Over the past year and a half, there has been a subtle shift in media attention from big data analytics to what is referred to as the Internet of Things, or IoT for short. The shift in focus is not intended to diminish the value of big data platforms and analytics, but rather to emphasize its place in the emerging future vision.
The key point has to do with the motivating factors for big data analytics, which we could conveniently differentiate into two categories: operational analytics, and what I might call “strategic” analytics. Operational big data analytics techniques absorb and analyze massive amounts of data to look for immediate benefits within operational applications. These could include overcoming impediments to timely deliveries in the supply chain in real time, or continuously monitoring manufacturing systems to adjust production to market demand. Strategic analytics examines massive amounts of data to identify facets of longer-term opportunities such as refined customer segmentation or retail location placement.

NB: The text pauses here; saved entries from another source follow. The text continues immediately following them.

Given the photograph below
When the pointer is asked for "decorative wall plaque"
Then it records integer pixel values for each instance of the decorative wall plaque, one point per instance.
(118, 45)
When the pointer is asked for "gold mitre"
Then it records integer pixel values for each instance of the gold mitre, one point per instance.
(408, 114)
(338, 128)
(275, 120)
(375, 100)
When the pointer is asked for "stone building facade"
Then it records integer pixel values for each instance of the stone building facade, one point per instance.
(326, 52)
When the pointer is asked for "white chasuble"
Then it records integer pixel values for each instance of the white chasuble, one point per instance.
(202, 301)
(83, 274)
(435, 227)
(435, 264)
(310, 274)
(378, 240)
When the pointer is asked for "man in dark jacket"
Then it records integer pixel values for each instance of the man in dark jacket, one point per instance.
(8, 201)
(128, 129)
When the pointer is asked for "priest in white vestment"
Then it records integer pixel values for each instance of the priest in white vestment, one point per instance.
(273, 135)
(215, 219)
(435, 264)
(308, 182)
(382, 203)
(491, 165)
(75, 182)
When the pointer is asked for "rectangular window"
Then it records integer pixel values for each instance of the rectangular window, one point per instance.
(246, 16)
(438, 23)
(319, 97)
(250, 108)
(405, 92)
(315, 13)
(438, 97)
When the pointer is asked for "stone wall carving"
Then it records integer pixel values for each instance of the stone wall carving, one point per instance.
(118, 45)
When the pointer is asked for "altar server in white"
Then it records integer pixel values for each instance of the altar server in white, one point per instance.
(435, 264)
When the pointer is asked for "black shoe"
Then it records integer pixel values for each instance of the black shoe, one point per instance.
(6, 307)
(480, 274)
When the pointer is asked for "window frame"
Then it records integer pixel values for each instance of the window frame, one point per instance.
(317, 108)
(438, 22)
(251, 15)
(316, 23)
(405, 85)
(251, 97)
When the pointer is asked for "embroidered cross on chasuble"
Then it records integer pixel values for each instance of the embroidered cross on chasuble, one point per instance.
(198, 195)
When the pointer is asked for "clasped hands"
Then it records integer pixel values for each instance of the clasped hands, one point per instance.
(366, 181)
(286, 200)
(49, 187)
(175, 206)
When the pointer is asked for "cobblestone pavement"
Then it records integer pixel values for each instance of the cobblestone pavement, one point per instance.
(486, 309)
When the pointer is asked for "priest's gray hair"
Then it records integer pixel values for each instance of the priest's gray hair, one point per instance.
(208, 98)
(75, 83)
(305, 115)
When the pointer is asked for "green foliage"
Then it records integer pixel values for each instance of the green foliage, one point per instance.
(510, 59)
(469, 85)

Both of these types of analyses have been done for a long time. However, both of these types of analyses can be made more precise when enhanced with streaming event information. Between the ubiquity of smart mobile devices, the preponderance of sensor-enhanced devices, our increasingly networked environment, we are being pushed to absorb, process, and analyze massive amounts of streamed data in real time. In turn, the increase in the amount of real time data being streamed from a broad spectrum of devices enables the development of more complex analyses and models that are able to leverage event streams.
These more complex models blend static analyses associated with the core entities in our business processes (such as customers, products, vendors, trucks, inventories, etc.) with event stream processing engines that not only automate reactions to the events but also encompass analytics to be smart about those reactions. As an example, a simple retail store inventory system might monitor real-time point-of-sale transactions and check each transaction event to see if the shelf stock is close to being depleted and generate an order when stock gets low. A more complex system might combine all retail site point-of-sale data across the network (remember the “Internet of Things”? this is an example!) and not only attempt to preemptively order items in anticipation of low stocks, but monitor the acceleration or deceleration of demand by region in real time to adjust facility manufacturing and shipments as well as adjust prices in real time.
This is just one example of holistic analysis that relies on event stream processing and analytics. These type of scenarios in which processing of different event streams can be integrated with other types of analyses are becoming more common, and this only highlights the importance of event stream processing for enabling predictive and prescriptive analytics.